Música e mensagem - Dona da minha cabeça

Francisco Muniz
(publicado na revista Visão Espírita n. 20 - Março de 2000)

Dona da minha cabeça, ela vem com o carnaval
toda paixão recomeça, ela é bonita, é demais
não há um porto seguro, futuro também não há
mas faz tanta diferença quando ela dança, dança
eu digo e ela não acredita, ela é bonita demais

Dona da minha cabeça, quero tanto lhe ver chegar
quero saciar minha sede milhões de vezes, milhões de vezes
na força dessa beleza é que eu sinto firmeza e paz
por isso nunca desapareça, nunca me esqueça
não te esqueço jamais

Eu digo e ela não acredita, ela é bonita demais
Eu digo e ela não acredita, ela é bonita, é bonita

Uma vez que o que "faz" nossa cabeça é verdadeiramente a consciência, podemos entender que a "dona da min ha cabeça" de que fala a música de Geraldo Azevedo seja a conscientização a respeito de nós mesmos - e isto a Doutrina Espírita nos proporciona com grande excelência -, que surge quase sempre nos momentos de "carnaval", isto é, quando atravessamos mais momentos de turbulência que de alegria.
É então que, imersos em dúvidas, incertezas e, por vezes, em terrores e pesadelos, somos levados a nos confrontar com algo superior a nossa vontade, a nossos conceitos, à simples ideia do que seja a realidade, porquanto já não aceitamos a situação de verdadeira morbidade em que nos encontramos, com as emoções em desalinho, condição própria do paroxismo das paixões.
Assim, pois, a conscientização representa o instante em que nos damos conta de que ferimos as leis divinas, as leis que regulam a natureza, seja em nosso íntimo, seja fora de nós, e entendemos que se torna necessária a correção que nos beneficiará modificando essa condição anômala para nos fazer trilhar o caminho da felicidade novamente - eis, portanto, porque a conscientização "é bonita, é demais"...
Nas questões 619 e seguintes de O Livro dos Espíritos, Allan Kardec faz perguntas acerca do conhecimento da lei natural, recebendo a informação de que todos os homens podem conhecê-la, embora bem poucos a compreendam, e que esse conhecimento é condição sine qua non para o progresso da Humanidade.
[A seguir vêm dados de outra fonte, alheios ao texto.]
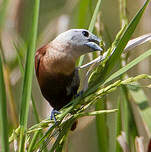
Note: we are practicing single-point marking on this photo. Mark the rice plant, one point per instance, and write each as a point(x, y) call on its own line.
point(114, 111)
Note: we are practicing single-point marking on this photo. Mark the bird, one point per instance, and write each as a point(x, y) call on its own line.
point(55, 66)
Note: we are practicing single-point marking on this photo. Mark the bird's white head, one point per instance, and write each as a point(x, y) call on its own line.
point(78, 42)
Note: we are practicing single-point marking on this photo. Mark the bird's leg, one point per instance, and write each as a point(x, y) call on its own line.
point(53, 115)
point(80, 93)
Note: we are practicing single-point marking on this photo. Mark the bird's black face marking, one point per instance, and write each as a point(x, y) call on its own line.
point(85, 33)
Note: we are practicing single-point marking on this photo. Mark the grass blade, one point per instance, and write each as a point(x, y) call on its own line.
point(121, 45)
point(129, 66)
point(26, 94)
point(142, 106)
point(91, 26)
point(3, 112)
point(101, 127)
point(93, 20)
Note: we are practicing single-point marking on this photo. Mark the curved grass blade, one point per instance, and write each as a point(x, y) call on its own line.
point(129, 66)
point(121, 45)
point(3, 112)
point(26, 93)
point(91, 26)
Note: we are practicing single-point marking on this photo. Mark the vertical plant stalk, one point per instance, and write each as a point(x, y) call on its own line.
point(27, 85)
point(130, 131)
point(3, 112)
point(91, 26)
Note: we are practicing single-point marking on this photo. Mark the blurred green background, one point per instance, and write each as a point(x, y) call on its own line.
point(56, 17)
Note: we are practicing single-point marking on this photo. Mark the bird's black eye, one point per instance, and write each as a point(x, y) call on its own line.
point(85, 33)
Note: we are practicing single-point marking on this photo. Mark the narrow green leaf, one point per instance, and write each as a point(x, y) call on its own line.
point(118, 127)
point(101, 126)
point(142, 106)
point(26, 94)
point(129, 66)
point(121, 45)
point(93, 20)
point(3, 112)
point(91, 26)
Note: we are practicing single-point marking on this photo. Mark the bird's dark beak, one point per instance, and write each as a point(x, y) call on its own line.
point(94, 43)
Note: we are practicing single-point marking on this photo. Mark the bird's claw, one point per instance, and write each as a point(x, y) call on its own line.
point(53, 115)
point(79, 94)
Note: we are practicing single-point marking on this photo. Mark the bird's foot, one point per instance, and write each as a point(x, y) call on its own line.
point(79, 94)
point(53, 115)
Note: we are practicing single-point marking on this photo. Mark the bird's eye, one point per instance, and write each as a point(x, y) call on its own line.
point(85, 33)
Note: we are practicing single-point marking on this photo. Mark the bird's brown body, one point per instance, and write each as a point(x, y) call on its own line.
point(55, 65)
point(57, 86)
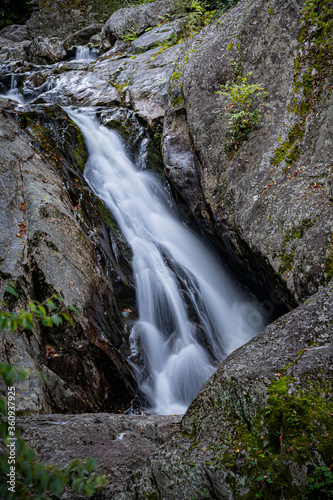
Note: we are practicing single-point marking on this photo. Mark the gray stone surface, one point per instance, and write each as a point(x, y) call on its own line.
point(119, 443)
point(276, 217)
point(156, 37)
point(45, 50)
point(45, 248)
point(15, 33)
point(81, 88)
point(83, 36)
point(137, 19)
point(202, 456)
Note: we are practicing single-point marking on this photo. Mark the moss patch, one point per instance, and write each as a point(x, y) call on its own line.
point(282, 447)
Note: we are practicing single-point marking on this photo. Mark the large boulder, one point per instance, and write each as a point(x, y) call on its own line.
point(83, 36)
point(119, 443)
point(15, 33)
point(47, 213)
point(261, 426)
point(137, 19)
point(157, 36)
point(61, 19)
point(45, 50)
point(270, 201)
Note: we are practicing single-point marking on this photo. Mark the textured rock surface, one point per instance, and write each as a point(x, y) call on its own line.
point(156, 36)
point(45, 248)
point(119, 443)
point(136, 19)
point(83, 88)
point(61, 19)
point(239, 412)
point(83, 36)
point(45, 50)
point(271, 202)
point(15, 33)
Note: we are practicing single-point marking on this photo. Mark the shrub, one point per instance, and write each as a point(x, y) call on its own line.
point(243, 115)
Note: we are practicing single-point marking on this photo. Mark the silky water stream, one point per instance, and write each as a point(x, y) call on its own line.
point(191, 315)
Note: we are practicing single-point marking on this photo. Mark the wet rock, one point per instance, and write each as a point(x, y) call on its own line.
point(119, 443)
point(64, 19)
point(82, 37)
point(45, 50)
point(157, 37)
point(136, 19)
point(271, 197)
point(245, 407)
point(182, 167)
point(12, 51)
point(143, 80)
point(15, 33)
point(45, 249)
point(82, 88)
point(139, 145)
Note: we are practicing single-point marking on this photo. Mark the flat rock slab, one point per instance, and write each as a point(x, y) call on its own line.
point(155, 37)
point(119, 443)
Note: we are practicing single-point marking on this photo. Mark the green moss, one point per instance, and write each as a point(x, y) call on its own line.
point(293, 430)
point(289, 151)
point(288, 244)
point(329, 261)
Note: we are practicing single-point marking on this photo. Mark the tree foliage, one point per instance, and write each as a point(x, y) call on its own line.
point(241, 109)
point(32, 479)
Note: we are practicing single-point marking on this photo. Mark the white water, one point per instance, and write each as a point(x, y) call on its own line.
point(85, 54)
point(172, 355)
point(13, 93)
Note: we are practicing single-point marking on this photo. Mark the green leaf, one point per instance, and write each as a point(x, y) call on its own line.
point(91, 463)
point(57, 485)
point(11, 289)
point(89, 489)
point(51, 304)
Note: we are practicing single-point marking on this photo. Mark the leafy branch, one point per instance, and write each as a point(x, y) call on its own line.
point(31, 477)
point(243, 115)
point(45, 312)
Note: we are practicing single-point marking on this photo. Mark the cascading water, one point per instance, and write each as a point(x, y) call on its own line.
point(13, 93)
point(85, 54)
point(190, 313)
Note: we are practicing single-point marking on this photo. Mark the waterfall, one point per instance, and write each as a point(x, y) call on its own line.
point(85, 54)
point(13, 93)
point(191, 315)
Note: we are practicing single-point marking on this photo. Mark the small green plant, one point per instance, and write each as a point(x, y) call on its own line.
point(45, 312)
point(26, 476)
point(199, 17)
point(321, 481)
point(243, 115)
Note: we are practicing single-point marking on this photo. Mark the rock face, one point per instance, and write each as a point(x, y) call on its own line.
point(45, 50)
point(260, 425)
point(45, 248)
point(270, 200)
point(63, 19)
point(119, 443)
point(15, 33)
point(137, 19)
point(83, 36)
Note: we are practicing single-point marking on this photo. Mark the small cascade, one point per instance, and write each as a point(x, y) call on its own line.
point(13, 92)
point(84, 54)
point(191, 315)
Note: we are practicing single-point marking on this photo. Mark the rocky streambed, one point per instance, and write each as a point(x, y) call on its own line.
point(262, 424)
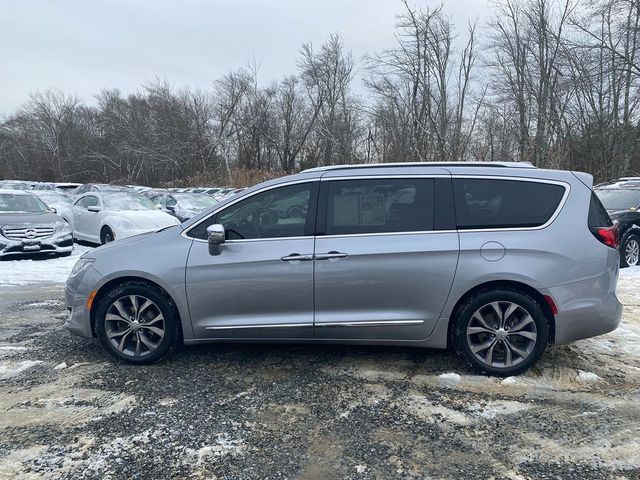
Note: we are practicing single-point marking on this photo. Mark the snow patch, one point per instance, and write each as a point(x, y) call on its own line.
point(587, 377)
point(13, 369)
point(491, 410)
point(449, 379)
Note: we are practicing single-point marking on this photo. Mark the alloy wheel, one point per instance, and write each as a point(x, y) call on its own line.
point(501, 334)
point(134, 325)
point(632, 252)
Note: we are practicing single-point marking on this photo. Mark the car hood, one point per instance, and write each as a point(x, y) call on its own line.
point(128, 241)
point(28, 218)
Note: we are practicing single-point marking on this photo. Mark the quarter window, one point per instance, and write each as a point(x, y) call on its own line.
point(489, 203)
point(86, 202)
point(379, 206)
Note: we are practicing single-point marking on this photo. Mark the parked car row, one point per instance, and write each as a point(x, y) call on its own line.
point(77, 189)
point(39, 217)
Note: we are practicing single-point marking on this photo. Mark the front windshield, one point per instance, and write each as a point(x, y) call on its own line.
point(127, 201)
point(53, 198)
point(619, 199)
point(11, 203)
point(195, 202)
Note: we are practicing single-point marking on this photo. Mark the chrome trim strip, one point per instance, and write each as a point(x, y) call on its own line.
point(384, 234)
point(273, 325)
point(388, 176)
point(374, 323)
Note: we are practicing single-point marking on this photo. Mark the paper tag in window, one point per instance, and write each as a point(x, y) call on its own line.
point(372, 209)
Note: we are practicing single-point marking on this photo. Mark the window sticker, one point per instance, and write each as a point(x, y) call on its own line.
point(372, 209)
point(345, 210)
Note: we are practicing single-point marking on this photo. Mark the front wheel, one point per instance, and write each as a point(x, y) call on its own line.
point(500, 332)
point(630, 251)
point(137, 323)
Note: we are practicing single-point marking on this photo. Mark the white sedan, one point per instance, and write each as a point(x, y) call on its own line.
point(104, 217)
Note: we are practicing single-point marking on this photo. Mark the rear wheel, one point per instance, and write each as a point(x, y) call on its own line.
point(137, 323)
point(630, 251)
point(500, 332)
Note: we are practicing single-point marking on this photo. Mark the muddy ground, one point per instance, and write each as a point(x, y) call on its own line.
point(250, 411)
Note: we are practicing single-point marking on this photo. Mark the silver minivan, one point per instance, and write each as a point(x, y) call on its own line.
point(494, 260)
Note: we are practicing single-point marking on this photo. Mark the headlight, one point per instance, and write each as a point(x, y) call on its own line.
point(62, 227)
point(80, 266)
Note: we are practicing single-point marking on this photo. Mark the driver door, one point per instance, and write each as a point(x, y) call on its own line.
point(261, 283)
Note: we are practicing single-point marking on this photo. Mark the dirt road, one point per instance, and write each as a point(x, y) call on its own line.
point(247, 411)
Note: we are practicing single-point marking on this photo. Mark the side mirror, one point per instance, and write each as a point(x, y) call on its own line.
point(216, 237)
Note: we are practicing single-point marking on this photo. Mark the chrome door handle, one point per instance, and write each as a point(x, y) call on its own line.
point(296, 257)
point(330, 255)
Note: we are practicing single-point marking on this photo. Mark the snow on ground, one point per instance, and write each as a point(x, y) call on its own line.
point(45, 269)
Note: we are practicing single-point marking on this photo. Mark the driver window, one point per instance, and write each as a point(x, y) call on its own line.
point(87, 202)
point(276, 213)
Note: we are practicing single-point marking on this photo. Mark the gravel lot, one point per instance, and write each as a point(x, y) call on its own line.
point(259, 411)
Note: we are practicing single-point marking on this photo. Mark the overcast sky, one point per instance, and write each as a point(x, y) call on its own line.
point(82, 46)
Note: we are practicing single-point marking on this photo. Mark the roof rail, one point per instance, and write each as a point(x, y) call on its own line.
point(422, 164)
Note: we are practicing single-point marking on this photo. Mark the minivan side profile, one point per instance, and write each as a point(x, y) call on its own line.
point(495, 260)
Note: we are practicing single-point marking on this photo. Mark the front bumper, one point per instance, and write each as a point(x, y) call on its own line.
point(57, 244)
point(77, 292)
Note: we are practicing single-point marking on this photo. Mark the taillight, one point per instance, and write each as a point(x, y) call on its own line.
point(607, 235)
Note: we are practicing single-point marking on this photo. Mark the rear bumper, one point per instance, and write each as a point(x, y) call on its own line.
point(586, 309)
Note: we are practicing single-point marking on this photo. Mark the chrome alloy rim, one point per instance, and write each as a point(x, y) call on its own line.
point(501, 334)
point(632, 252)
point(134, 325)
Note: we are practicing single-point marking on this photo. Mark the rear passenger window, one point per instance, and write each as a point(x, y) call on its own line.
point(487, 203)
point(598, 216)
point(379, 206)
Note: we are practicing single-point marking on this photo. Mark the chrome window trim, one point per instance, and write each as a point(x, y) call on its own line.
point(185, 233)
point(563, 200)
point(384, 234)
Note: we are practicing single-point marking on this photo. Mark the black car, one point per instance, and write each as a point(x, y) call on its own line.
point(622, 201)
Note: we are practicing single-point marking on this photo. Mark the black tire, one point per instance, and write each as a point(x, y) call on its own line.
point(630, 240)
point(106, 235)
point(169, 342)
point(505, 296)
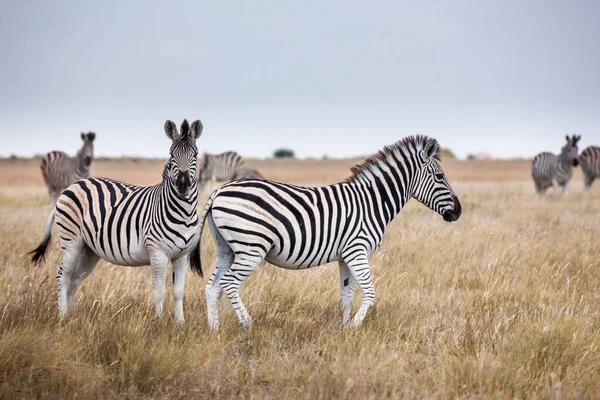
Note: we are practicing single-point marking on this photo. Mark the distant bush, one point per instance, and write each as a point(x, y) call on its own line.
point(447, 154)
point(283, 153)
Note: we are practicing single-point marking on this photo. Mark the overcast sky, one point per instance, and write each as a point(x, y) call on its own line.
point(337, 78)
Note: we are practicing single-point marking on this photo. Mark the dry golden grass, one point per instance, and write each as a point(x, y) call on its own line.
point(502, 303)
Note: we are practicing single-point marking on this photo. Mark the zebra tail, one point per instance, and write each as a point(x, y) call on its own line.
point(38, 252)
point(195, 262)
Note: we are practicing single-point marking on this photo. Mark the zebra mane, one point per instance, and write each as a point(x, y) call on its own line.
point(410, 144)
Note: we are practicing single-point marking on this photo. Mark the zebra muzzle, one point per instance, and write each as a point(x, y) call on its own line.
point(183, 182)
point(453, 214)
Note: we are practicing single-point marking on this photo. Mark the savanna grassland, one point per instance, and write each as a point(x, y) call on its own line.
point(503, 303)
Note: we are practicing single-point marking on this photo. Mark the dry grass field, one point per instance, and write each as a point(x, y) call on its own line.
point(503, 303)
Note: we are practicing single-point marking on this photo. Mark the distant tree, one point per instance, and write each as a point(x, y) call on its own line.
point(447, 154)
point(283, 153)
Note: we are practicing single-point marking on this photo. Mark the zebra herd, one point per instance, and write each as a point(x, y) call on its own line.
point(251, 219)
point(550, 170)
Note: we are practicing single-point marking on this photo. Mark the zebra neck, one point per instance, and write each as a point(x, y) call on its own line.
point(188, 205)
point(385, 193)
point(80, 165)
point(563, 161)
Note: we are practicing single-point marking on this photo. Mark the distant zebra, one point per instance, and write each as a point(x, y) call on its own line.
point(59, 170)
point(590, 165)
point(131, 225)
point(224, 167)
point(548, 169)
point(298, 227)
point(248, 173)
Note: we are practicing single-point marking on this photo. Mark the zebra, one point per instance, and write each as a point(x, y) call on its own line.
point(248, 173)
point(590, 165)
point(297, 227)
point(59, 170)
point(220, 167)
point(131, 225)
point(548, 169)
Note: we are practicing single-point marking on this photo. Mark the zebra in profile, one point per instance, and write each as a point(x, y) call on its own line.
point(226, 166)
point(131, 225)
point(590, 165)
point(248, 173)
point(298, 227)
point(548, 169)
point(59, 170)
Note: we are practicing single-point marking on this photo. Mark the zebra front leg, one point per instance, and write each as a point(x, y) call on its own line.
point(347, 285)
point(588, 180)
point(180, 267)
point(54, 195)
point(359, 268)
point(555, 186)
point(85, 265)
point(213, 289)
point(242, 267)
point(64, 276)
point(158, 267)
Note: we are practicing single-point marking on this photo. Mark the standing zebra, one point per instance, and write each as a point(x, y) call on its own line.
point(224, 167)
point(548, 169)
point(590, 165)
point(131, 225)
point(297, 227)
point(59, 170)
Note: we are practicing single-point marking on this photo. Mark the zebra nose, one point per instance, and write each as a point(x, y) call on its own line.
point(454, 214)
point(183, 181)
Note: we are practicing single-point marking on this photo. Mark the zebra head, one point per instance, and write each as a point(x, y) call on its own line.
point(181, 168)
point(87, 151)
point(570, 150)
point(430, 186)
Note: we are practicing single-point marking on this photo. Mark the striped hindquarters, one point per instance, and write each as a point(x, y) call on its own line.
point(590, 161)
point(543, 168)
point(221, 167)
point(290, 226)
point(59, 170)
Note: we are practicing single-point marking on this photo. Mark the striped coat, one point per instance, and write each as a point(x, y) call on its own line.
point(130, 225)
point(299, 227)
point(590, 165)
point(59, 170)
point(550, 170)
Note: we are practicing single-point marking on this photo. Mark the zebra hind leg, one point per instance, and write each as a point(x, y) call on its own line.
point(359, 268)
point(347, 285)
point(180, 267)
point(85, 265)
point(243, 265)
point(158, 267)
point(213, 289)
point(54, 195)
point(588, 180)
point(64, 275)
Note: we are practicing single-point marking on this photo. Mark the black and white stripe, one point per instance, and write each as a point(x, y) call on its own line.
point(59, 170)
point(131, 225)
point(548, 169)
point(299, 227)
point(226, 167)
point(590, 165)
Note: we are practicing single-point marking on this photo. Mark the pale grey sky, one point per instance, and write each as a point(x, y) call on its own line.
point(339, 77)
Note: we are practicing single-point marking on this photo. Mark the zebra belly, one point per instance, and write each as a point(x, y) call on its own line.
point(283, 262)
point(134, 255)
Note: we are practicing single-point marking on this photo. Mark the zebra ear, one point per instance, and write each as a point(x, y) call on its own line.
point(196, 129)
point(171, 130)
point(430, 149)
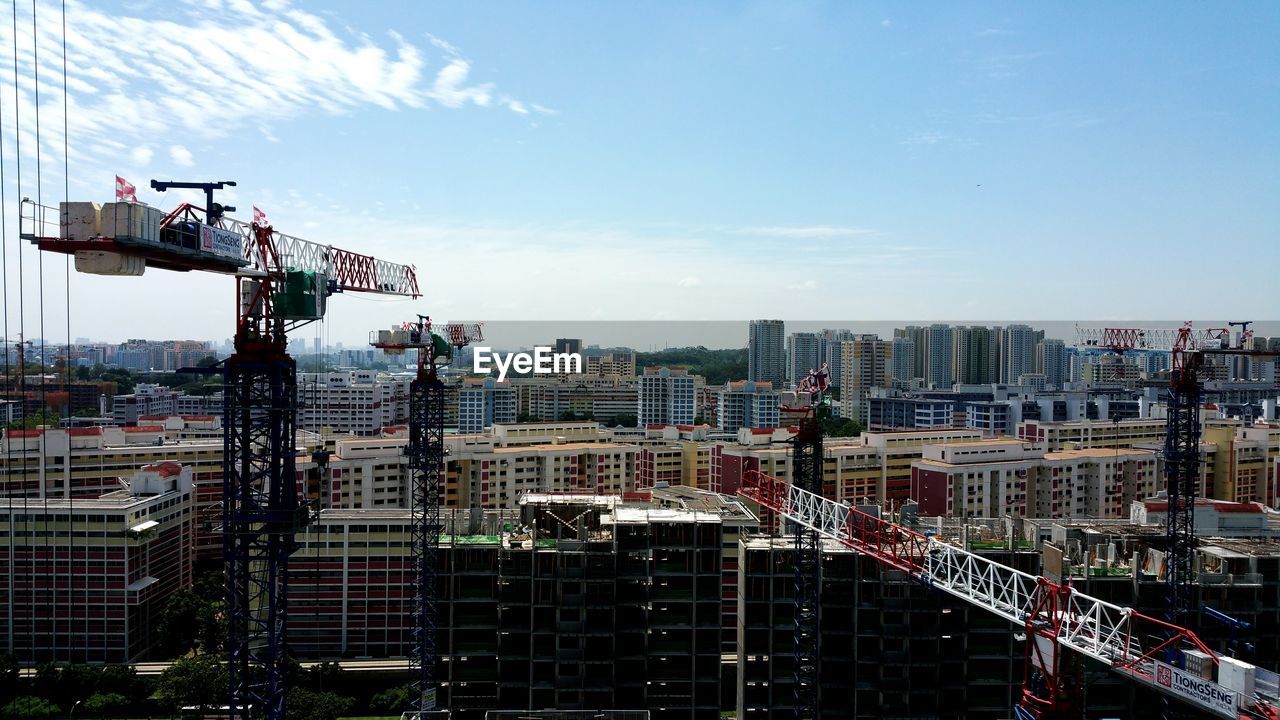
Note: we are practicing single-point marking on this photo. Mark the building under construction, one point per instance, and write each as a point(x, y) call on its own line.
point(574, 601)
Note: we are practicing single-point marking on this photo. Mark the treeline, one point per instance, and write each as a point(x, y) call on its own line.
point(320, 692)
point(716, 365)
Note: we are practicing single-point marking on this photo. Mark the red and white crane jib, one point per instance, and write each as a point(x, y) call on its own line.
point(1127, 641)
point(272, 251)
point(1160, 340)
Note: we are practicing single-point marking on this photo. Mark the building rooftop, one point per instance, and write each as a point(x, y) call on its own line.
point(1101, 452)
point(726, 506)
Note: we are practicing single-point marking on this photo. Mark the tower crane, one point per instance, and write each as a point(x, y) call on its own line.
point(1056, 618)
point(807, 464)
point(1188, 347)
point(425, 452)
point(282, 283)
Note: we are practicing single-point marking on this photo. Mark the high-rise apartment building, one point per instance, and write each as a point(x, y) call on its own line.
point(1051, 361)
point(485, 402)
point(748, 405)
point(938, 350)
point(864, 363)
point(666, 397)
point(766, 352)
point(360, 402)
point(804, 354)
point(903, 361)
point(1018, 350)
point(831, 340)
point(87, 579)
point(976, 355)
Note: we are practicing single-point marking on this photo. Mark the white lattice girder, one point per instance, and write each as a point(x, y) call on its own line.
point(1089, 625)
point(351, 270)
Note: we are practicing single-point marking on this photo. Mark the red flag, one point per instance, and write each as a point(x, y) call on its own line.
point(124, 191)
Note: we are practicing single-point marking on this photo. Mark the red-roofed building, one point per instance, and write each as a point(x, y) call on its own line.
point(1214, 518)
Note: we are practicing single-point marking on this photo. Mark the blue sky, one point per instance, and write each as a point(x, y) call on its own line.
point(673, 160)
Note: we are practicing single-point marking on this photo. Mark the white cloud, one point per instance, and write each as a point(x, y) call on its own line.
point(208, 69)
point(181, 155)
point(924, 139)
point(451, 90)
point(452, 50)
point(803, 231)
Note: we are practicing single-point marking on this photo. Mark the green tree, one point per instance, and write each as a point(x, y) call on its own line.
point(8, 678)
point(106, 705)
point(200, 680)
point(302, 703)
point(178, 629)
point(393, 700)
point(28, 707)
point(840, 427)
point(123, 679)
point(325, 675)
point(36, 419)
point(74, 682)
point(716, 365)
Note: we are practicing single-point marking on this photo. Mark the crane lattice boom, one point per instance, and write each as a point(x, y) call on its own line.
point(182, 240)
point(1124, 639)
Não se trata aí do progresso material, bem entendido.
Até a compreensão dessa lei, porém, ficamos como que levados ao sabor dos ventos e das correntezas, sem âncora, sem boia de salvação, sem abrigo ante a tempestade em que padecemos; assim, "não há um porto seguro, futuro também não há". Mas quando caímos em nós, conscientizando-nos finalmente de nossas fraquezas e potencialidades, ah! quanta diferença!
Está escrita na consciência de cada um a lei de Deus, conforme disseram os Espírito Superiores a Kardec (OLE, questão 621). Mas, devido a nossa incúria e ao entorpecimento de nossos sentidos espirituais frente às ilusões da matéria, nós nos esquecemos quase sempre de consultar a consciência e, qual fora um computador que armazenasse tais informações, esquecemos de acessar conhecimento tão importante. Por isso adquirimos conceitos e culturas que absolutamente não condizem com nossa condição espiritual e ao sermos confrontados com a verdade demoramos a reconhecê-la e a todo custo tentamos modificá-la segundo nosso canhestro entendimento; assim é que "eu digo e ela não acredita".
Em nosso estado de mendicância espiritual, ansiando pela luz do entendimento das verdades imorredouras, o que mais queremos é ver a chegada da "dona da minha cabeça", ou seja, o momento em que se nos iluminará a consciência. Como na imagem alegórica da luz no fim do túnel, essa iluminação só chega, porém, após caminharmos no escuro de nós mesmos, enfrentando os perigos do caminho.
Por outro lado, podemos acender uma lanterna que nos ajudará a chegar mais facilmente à luz maior; essa lanterna é o Evangelho de Jesus, melhor revelado através do conhecimento do Espiritismo, que, em suma, resgata a essência dos ensinos do Cristo de Deus. A simples leitura do Evangelho tem o poder de "saciar minha sede milhões de vezes". À luz do Espiritismo - doutrina de consolação e esclarecimento - refletimos que é "na força dessa beleza" que "eu sinto firmeza e paz" e, de posse de um novo estado de ânimo, em que a fé brota dos escombros deixados pela dor ou simplesmente da terra adubada pelo entendimento, reconhecemos a necessidade de enxergar a nós próprios não mais como antes, de um ponto de vista mesquinho e exclusivista, mas com largueza de visão, vendo-nos realmente como seres comprometidos com os planos de Deus em tornar este e outros mundos melhores, a começar de nós mesmos. E assim enxergamos a beleza, a justiça e a paz verdadeiras, das quais não queremos jamais nos separar.